ComputerWorld, By Peter Wayner, January 18, 2012
InfoWorld - It's been a big year for Apache Hadoop, the open source project that helps you split your workload among a rack of computers. The buzzword is now well known to your boss but still just a vague and hazy concept for your boss's boss. That puts it in the sweet spot when there's plenty of room for experimentation. The list of companies using Hadoop in production work grows longer each day, and it probably won't be long before "Hadoop cluster" takes over the role that the words "crazy supercomputer" used to play in thriller movies. The next version of the WOPR is bound to run Hadoop.
The area is flourishing as the core project attracts a wide collection of helper projects that organize the workload and make it simpler to manage a collection of jobs to run at particular times. There's HDFS, a standard file system that can organize the data spread out around the cluster; Hive, a data warehousing layer for making sense of this data; Mahout, a collection of routines for trying to learn something from said data; and ZooKeeper, a tool for keeping all of the balls in the air. At least a half-dozen or more other open source tools live in a stable orbit around Hadoop.

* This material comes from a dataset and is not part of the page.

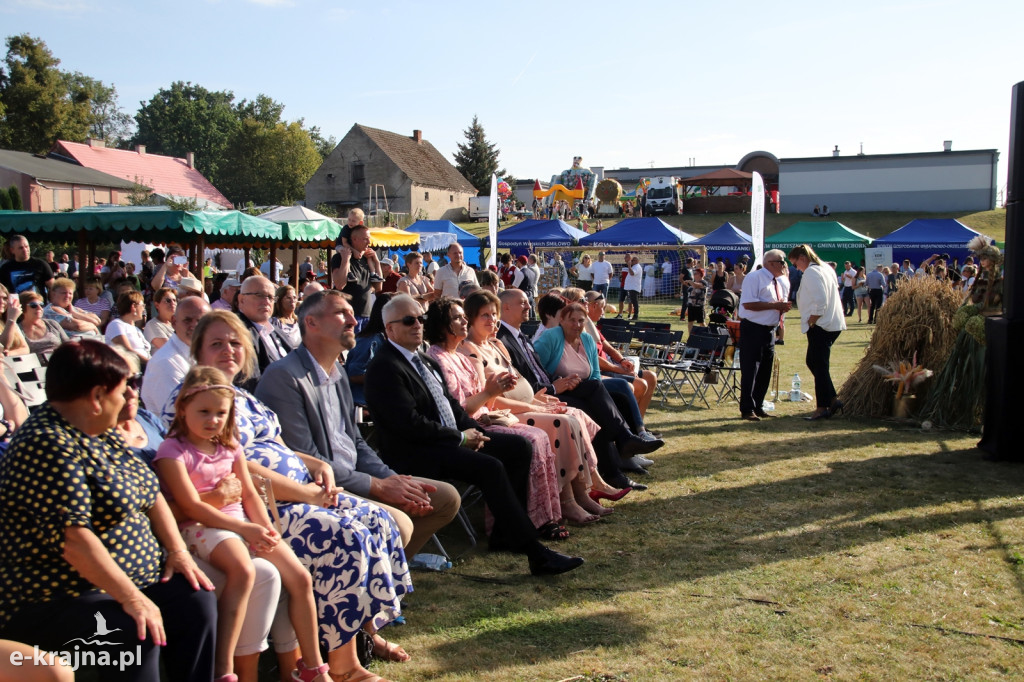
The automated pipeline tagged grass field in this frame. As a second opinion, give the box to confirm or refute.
[362,305,1024,681]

To get a feel for the excitement, I took four major collections out for a test-drive. ... Lest anyone doubt the efficiency of cloud computing, I noticed that the rate for my cluster of relatively fat machines with 4GB of RAM was less than the cost to park a car around the corner. The parking meters spin faster.
Amazon Elastic MapReduce
It should be no surprise that Amazon, one of the pioneers of cloud computing, offers a mechanism for spinning up Hadoop clusters on its EC2 cloud. Elastic MapReduce is tightly integrated with all of Amazon's other elastic offerings, and it sits as another tab on the Amazon Web Services main page. You store your data in S3, then fire up a job to churn through it.
Cloudera CDH, Manager, and Enterprise
Cloudera is a startup that has collected Hadoop experts from all of the major companies using Hadoop. The CTO came from Yahoo, the chief scientist from Facebook, and the CEO from Oracle. The staff is filled with the names of people who learned Hadoop by building it.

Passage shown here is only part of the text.